The origins of Lagrange’s theory of analytic functions are be found in Newton’s theory of series and fluxions. During his long stay in London in 1766, Langrage was most likely in touch with the more recent developments of Newtonian calculus. Among these, an important role was played by the residual analysis of John Landen. The method of fluxions is founded on the fundamental principle that every quantity may be supposed to be generated by a continuous increment, in the same way that a line is described by the motion of a point. John Landen (1719-1790) did not believe it to be the most correct approach: since it was a question of algebraic quantities it had to be considered a branch or a development of algebra, which has its own foundations and does not have to resort to those of the science of motion.

Preceded in 1758 by an announcement (A Discourse concerning the Residual Analysis), Landen’s treatise appeared in 1764: The Residual Analysis, a New Branch of the Algebraic Art, in which only finite increments are considered, and the term of “special value” is introduced for the basic definition of the value of the residual ratio when the denominator is null. Then the rules of the residual calculus are constructed and applied to the main problems of analysis: maxima and minima of functions, curvature, quadrature and rectification of curves.

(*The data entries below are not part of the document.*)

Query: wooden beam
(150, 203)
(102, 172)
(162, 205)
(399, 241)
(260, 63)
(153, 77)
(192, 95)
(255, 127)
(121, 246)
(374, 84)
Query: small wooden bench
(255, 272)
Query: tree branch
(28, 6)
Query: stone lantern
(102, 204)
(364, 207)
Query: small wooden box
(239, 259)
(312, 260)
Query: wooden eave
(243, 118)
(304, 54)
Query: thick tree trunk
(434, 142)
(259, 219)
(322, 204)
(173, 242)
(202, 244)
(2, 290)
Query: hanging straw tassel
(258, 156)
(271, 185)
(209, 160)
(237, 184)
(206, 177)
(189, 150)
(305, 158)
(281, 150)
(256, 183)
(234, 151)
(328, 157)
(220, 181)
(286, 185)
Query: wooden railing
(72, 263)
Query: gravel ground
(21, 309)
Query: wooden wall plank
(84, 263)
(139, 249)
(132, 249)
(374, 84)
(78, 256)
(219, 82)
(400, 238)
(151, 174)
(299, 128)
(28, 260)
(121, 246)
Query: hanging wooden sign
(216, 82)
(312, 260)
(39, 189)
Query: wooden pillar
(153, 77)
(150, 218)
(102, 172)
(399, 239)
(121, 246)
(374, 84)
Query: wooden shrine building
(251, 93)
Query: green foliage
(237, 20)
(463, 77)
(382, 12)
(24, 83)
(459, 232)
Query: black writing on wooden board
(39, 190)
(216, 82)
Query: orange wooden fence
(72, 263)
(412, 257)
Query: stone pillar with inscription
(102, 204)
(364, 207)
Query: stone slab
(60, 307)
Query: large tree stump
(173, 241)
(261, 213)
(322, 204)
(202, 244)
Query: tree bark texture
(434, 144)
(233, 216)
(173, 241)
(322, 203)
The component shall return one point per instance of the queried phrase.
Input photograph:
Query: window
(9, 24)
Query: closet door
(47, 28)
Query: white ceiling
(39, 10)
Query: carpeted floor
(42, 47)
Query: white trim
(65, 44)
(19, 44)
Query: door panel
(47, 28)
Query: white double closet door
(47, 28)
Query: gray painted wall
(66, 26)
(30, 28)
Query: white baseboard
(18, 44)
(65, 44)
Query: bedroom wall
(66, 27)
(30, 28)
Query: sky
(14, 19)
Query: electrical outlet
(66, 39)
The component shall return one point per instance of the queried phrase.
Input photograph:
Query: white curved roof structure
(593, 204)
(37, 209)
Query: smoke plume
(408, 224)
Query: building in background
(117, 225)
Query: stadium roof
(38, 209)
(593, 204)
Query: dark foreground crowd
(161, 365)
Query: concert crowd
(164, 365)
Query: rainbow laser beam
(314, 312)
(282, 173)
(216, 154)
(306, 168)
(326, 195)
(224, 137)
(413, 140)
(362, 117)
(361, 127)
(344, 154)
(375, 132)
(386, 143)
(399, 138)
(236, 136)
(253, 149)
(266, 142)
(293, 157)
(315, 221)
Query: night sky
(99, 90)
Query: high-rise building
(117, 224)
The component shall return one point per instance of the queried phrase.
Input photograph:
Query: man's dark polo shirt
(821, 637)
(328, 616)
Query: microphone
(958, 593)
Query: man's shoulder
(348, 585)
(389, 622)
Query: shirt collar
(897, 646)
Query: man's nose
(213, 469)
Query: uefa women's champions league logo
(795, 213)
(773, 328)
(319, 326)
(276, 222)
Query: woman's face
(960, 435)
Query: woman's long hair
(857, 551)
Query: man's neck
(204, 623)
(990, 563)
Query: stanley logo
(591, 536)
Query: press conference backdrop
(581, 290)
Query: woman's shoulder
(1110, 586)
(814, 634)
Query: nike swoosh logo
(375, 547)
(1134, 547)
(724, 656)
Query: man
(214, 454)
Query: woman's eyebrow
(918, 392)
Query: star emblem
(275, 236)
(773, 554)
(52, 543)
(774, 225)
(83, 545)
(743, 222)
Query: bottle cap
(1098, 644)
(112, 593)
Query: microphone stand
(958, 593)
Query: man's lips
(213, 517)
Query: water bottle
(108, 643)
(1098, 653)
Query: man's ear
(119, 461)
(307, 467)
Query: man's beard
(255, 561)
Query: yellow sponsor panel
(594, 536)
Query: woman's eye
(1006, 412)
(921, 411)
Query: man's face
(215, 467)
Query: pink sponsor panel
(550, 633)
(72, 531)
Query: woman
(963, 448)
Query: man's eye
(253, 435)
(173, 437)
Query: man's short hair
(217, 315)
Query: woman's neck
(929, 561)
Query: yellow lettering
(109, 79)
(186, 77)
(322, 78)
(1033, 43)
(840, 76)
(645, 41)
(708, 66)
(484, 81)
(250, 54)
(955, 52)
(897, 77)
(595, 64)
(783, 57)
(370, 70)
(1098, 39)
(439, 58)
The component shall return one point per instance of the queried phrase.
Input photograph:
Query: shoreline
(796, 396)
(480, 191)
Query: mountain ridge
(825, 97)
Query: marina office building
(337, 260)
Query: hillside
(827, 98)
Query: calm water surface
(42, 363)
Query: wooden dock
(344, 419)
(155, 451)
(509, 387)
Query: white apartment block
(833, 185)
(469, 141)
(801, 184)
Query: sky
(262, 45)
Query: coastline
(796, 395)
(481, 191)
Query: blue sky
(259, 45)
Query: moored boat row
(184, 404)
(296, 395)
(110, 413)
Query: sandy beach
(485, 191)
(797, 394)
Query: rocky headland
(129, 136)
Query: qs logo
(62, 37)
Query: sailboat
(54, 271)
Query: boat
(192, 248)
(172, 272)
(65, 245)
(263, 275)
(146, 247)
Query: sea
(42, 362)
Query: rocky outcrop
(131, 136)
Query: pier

In his introduction to Théorie des fonctions analytiques, Lagrange presented the calculus of derived functions as the true foundation of infinitesimal analysis, and described the incongruences and inadequacies of previous attempts to found infinitesimal calculus on infinitesimals of different orders (Leibniz, Bernoulli, L’Hôpital), or on the limit of ratios of finite differences (Euler, d’Alembert). He reproached Newton for introducing motion to his calculus of fluxions, and objected, moreover, to the formulation based on “the ultimate ratios of evanescent quantities” since the quantities were considered when they cease to exist. According to Lagrange, it was to avoid all these defects that a skillful mathematician, (“habile géomètre”) John Landen, had proposed a purely analytical method, in which the finite differences of the variables substitute the infinitesimal differences, although Lagrange adds: "on doit convenir que cette manière de rendre le Calcul différentiel plus rigoureux dans ses principes lui fait perdre ses principaux avantages, la simplicité de la méthode et la facilité des opérations".